CARITAU JAKARTA – - Aktor Deva Mahenra melakukan debut akting di atas panggung untuk pementasan seri monolog ‘Di Tepi Sejarah’ dengan memerankan tokoh Sjafruddin Prawiranegara.
Monolog tersebut mengambil judul ‘Kacamata Sjafruddin’ yang dibuat Titimangsa Foundation dan KawanKawan Media bekerja sama dengan Direktorat Perfilman, Musik dan Media Kemendikbudristek.

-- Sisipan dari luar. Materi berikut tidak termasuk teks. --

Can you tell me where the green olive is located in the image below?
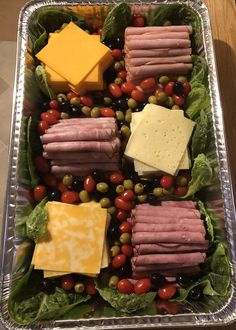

"Sebenarnya mungkin bisa dibilang akhirnya berjodoh dengan Sjafruddin. Bukan saya yang akhirnya tertarik memerankan tokoh Sjafruddin, tapi Sjafruddinlah yang sepertinya memilih saya untuk bermain atau melakonkan," kata Deva dalam keterangan tertulis yang diterima Caritau, Jumat (15/4/20220.
Kemampuan akting Deva Mahendra di dunia film, tentu tak usah diragukan lagi. Namun pentas monolog, menurut Deva memiliki tantangannya sendiri.
Sebagai seorang yang telah memilih aktor sebagai jalan hidup, Deva merasa dirinya juga harus mencoba semua spektrum keaktoran termasuk pentas panggung.
Apalagi, mengingat banyak rekan aktor lainnya yang telah melakukan debut di panggung terlebih dahulu.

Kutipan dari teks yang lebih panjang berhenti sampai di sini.